0004355: cache timeout issues

Viewing Issue Simple Details [ Jump to Notes ]

[ View Advanced ] [ Issue History ] [ Print ]

Category

Severity

Reproducibility

Date Submitted

Last Update

0004355

[Resin]

minor

always

01-24-11 09:19

02-11-11 16:17

Reporter

ferg

View Status

public

Assigned To

ferg

Priority

normal

Resolution

fixed

Status

closed

Product Version

Summary

0004355: cache timeout issues

Description

(rep by Jamison Novak)

At least once a day (but usually more frequently), we run into the following error:

[2011/01/24 10:38:56.908] com.caucho.bam.TimeoutException: com.caucho.cloud.bam.TriadFuture@5f997454 query timeout: 60000
                            to: cluster-cache@caa.wad.admin.resin
                            query: CacheGet[key=e89bd3ca,version=0,server=2]
                                at com.caucho.cloud.bam.TriadFuture.get(TriadFuture.java:65)
                                at com.caucho.cloud.bam.TriadFirstQuery.get(TriadFirstQuery.java:179)
                                at com.caucho.cloud.bam.BamTriadSender.queryTriadFirstRemote(BamTriadSender.java:642)
                                at com.caucho.server.distcache.CacheMnodeActor.get(CacheMnodeActor.java:126)
                                at com.caucho.server.distcache.CacheMnodeManager.get(CacheMnodeManager.java:137)
                                at com.caucho.server.distcache.CacheClusterBackingImpl.loadClusterValue(CacheClusterBackingImpl.java:53)
                                at com.caucho.server.distcache.AbstractCacheManager.loadExpiredValue(AbstractCacheManager.java:311)
                                at com.caucho.server.distcache.AbstractCacheManager.reloadValue(AbstractCacheManager.java:271)
                                at com.caucho.server.distcache.AbstractCacheManager.getMnodeValue(AbstractCacheManager.java:247)
                                at com.caucho.server.distcache.AbstractCacheManager.get(AbstractCacheManager.java:168)
                                at com.caucho.server.distcache.ProCacheEntry.get(ProCacheEntry.java:81)
                                at com.caucho.distcache.AbstractCache.get(AbstractCache.java:465)
                                at com.caucho.server.repository.ClusterRepository.checkForUpdate(ClusterRepository.java:144)
                                at com.caucho.server.repository.ClusterRepository.start(ClusterRepository.java:110)
                                at com.caucho.env.repository.RepositoryService.start(RepositoryService.java:114)
                                at com.caucho.env.service.ResinSystem.startServices(ResinSystem.java:480)
                                at com.caucho.env.service.ResinSystem.start(ResinSystem.java:452)
                                at com.caucho.server.resin.Resin.start(Resin.java:889)
                                at com.caucho.server.resin.Resin.initMain(Resin.java:1017)
                                at com.caucho.server.resin.Resin.main(Resin.java:1284)
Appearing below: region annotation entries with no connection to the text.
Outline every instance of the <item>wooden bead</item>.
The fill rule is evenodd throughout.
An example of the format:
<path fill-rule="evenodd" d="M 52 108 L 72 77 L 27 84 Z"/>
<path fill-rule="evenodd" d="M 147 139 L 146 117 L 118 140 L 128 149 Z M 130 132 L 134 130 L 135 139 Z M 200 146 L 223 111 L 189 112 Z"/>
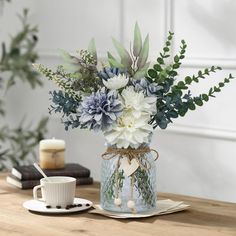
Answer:
<path fill-rule="evenodd" d="M 114 203 L 115 203 L 116 206 L 120 206 L 121 205 L 121 199 L 120 198 L 115 198 Z"/>

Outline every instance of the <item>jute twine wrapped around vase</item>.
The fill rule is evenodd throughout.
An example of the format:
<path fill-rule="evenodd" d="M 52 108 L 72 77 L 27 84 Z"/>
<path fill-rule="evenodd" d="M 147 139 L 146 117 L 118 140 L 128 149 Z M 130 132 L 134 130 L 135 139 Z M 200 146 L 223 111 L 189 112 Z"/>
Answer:
<path fill-rule="evenodd" d="M 159 154 L 156 150 L 151 149 L 149 147 L 139 147 L 137 149 L 133 148 L 114 148 L 114 147 L 108 147 L 106 152 L 102 154 L 102 158 L 104 160 L 111 160 L 112 158 L 118 157 L 117 164 L 116 164 L 116 177 L 115 177 L 115 199 L 114 199 L 114 204 L 117 206 L 121 206 L 122 200 L 119 198 L 119 181 L 118 181 L 118 176 L 119 176 L 119 168 L 122 166 L 122 160 L 124 158 L 127 159 L 127 165 L 133 164 L 135 162 L 136 169 L 132 172 L 127 174 L 128 177 L 130 177 L 130 200 L 127 202 L 128 208 L 131 210 L 132 213 L 136 212 L 135 209 L 135 202 L 133 198 L 133 191 L 134 191 L 134 181 L 135 181 L 135 172 L 137 171 L 138 167 L 141 169 L 148 171 L 151 168 L 151 164 L 149 160 L 145 157 L 145 154 L 153 152 L 155 154 L 155 159 L 156 161 L 159 157 Z M 143 164 L 142 159 L 145 158 L 145 164 Z M 124 170 L 124 169 L 123 169 Z"/>

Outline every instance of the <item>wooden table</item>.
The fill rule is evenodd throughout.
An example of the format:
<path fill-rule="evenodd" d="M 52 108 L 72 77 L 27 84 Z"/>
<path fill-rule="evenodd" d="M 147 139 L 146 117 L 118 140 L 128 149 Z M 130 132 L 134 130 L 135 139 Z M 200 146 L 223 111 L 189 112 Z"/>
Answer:
<path fill-rule="evenodd" d="M 236 235 L 236 204 L 160 193 L 159 198 L 185 201 L 190 210 L 136 220 L 115 220 L 100 215 L 40 215 L 28 212 L 22 203 L 32 198 L 32 190 L 8 185 L 0 175 L 0 236 L 218 236 Z M 99 201 L 99 185 L 80 186 L 77 196 Z"/>

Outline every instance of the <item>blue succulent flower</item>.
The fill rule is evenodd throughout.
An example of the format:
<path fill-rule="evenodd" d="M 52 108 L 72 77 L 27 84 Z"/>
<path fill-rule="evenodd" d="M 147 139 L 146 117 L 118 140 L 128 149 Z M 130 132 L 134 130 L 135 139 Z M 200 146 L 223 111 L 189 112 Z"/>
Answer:
<path fill-rule="evenodd" d="M 81 127 L 107 131 L 121 115 L 122 108 L 118 93 L 114 90 L 107 92 L 102 88 L 83 99 L 79 107 Z"/>
<path fill-rule="evenodd" d="M 98 76 L 101 79 L 108 80 L 116 75 L 119 75 L 121 73 L 125 73 L 124 70 L 121 70 L 120 68 L 103 68 L 103 70 L 98 72 Z"/>
<path fill-rule="evenodd" d="M 157 83 L 150 83 L 147 79 L 132 80 L 136 92 L 143 91 L 146 96 L 157 96 L 157 92 L 163 89 Z"/>

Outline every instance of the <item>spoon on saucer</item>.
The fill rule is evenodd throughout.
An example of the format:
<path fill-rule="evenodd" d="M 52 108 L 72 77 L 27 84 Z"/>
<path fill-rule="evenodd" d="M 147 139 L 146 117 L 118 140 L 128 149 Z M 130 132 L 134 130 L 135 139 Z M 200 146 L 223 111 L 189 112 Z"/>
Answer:
<path fill-rule="evenodd" d="M 34 167 L 38 170 L 38 172 L 48 181 L 51 180 L 48 178 L 48 176 L 43 172 L 43 170 L 40 168 L 40 166 L 37 163 L 34 163 Z"/>

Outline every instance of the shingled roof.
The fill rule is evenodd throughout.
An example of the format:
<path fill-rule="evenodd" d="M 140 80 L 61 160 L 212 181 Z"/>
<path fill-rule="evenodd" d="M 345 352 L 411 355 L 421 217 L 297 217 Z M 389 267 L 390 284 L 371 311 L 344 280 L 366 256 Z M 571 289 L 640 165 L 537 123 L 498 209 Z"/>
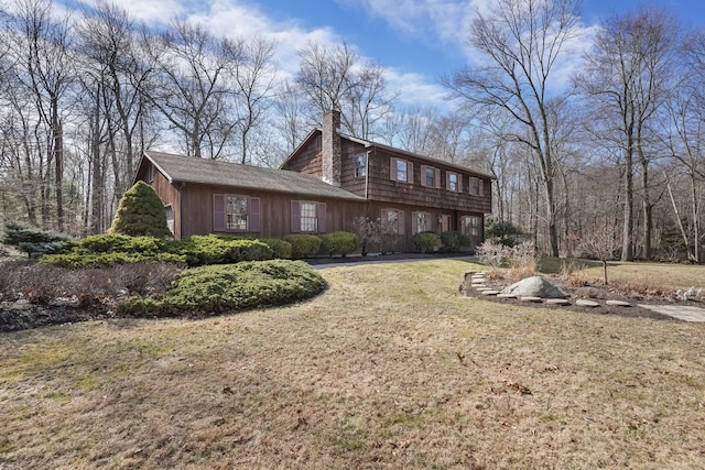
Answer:
<path fill-rule="evenodd" d="M 326 184 L 317 177 L 304 173 L 153 151 L 144 152 L 144 159 L 152 162 L 172 184 L 191 183 L 230 186 L 302 196 L 365 200 L 358 195 Z"/>

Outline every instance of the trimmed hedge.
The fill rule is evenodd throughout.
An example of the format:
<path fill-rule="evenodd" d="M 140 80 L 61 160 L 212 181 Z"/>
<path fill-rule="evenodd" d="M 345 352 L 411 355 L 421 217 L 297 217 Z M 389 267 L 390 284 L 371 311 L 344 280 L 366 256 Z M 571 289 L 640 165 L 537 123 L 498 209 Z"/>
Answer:
<path fill-rule="evenodd" d="M 118 311 L 134 316 L 219 314 L 306 299 L 326 286 L 321 274 L 303 261 L 200 266 L 183 271 L 177 286 L 165 294 L 130 297 L 118 305 Z"/>
<path fill-rule="evenodd" d="M 443 250 L 449 253 L 457 253 L 460 248 L 470 244 L 470 239 L 460 232 L 446 231 L 441 232 L 441 243 L 443 243 Z"/>
<path fill-rule="evenodd" d="M 414 236 L 414 244 L 422 253 L 429 253 L 441 248 L 443 243 L 436 232 L 419 232 Z"/>
<path fill-rule="evenodd" d="M 184 255 L 189 266 L 272 259 L 272 249 L 261 241 L 215 234 L 193 236 L 174 242 L 173 247 L 173 252 Z"/>
<path fill-rule="evenodd" d="M 313 256 L 321 251 L 321 238 L 306 233 L 290 233 L 284 241 L 291 243 L 291 258 L 301 259 Z"/>
<path fill-rule="evenodd" d="M 328 256 L 346 255 L 357 250 L 357 236 L 351 232 L 333 232 L 321 236 L 321 252 Z"/>
<path fill-rule="evenodd" d="M 131 263 L 185 264 L 186 256 L 170 250 L 172 243 L 155 237 L 104 233 L 76 241 L 64 253 L 45 254 L 40 263 L 74 269 Z"/>
<path fill-rule="evenodd" d="M 20 223 L 7 222 L 2 243 L 17 247 L 29 258 L 39 258 L 43 254 L 59 253 L 72 247 L 73 239 L 64 233 L 42 230 L 35 227 L 25 227 Z"/>
<path fill-rule="evenodd" d="M 259 239 L 272 250 L 272 258 L 289 260 L 291 258 L 291 243 L 279 238 Z"/>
At this point, about the only thing we can do is bounce the instance and hope it comes back up cleanly.

This morning, we ran into that problem again. I bounced the instance on all 8 of our webservers and 7 of them came up cleanly. One of them did not.

The watchdog log is showing this:

[2011/01/24 10:48:41.656] {watchdog-wad-c} WatchdogChild[wad-c] starting
[2011/01/24 10:48:41.657] {watchdog-wad-c} Watchdog starting Resin[wad-c]
[2011/01/24 10:49:51.120] {watchdog-wad-c} Watchdog detected close of Resin[wad-c,pid=16232]
                                             exit reason: BAD_CONFIG (exit code=2)
[2011/01/24 10:49:51.120] {watchdog-wad-c} WatchdogChild[wad-c] starting
[2011/01/24 10:49:51.121] {watchdog-wad-c} Watchdog starting Resin[wad-c]

That just repeats as it tries to bring the instance up, decides for whatever reason that it has a BAD_CONFIG, then restarts it again. One thing to note: all 8 servers are configured identically from an operating system and Resin perspective. The resin.xml file is not bad.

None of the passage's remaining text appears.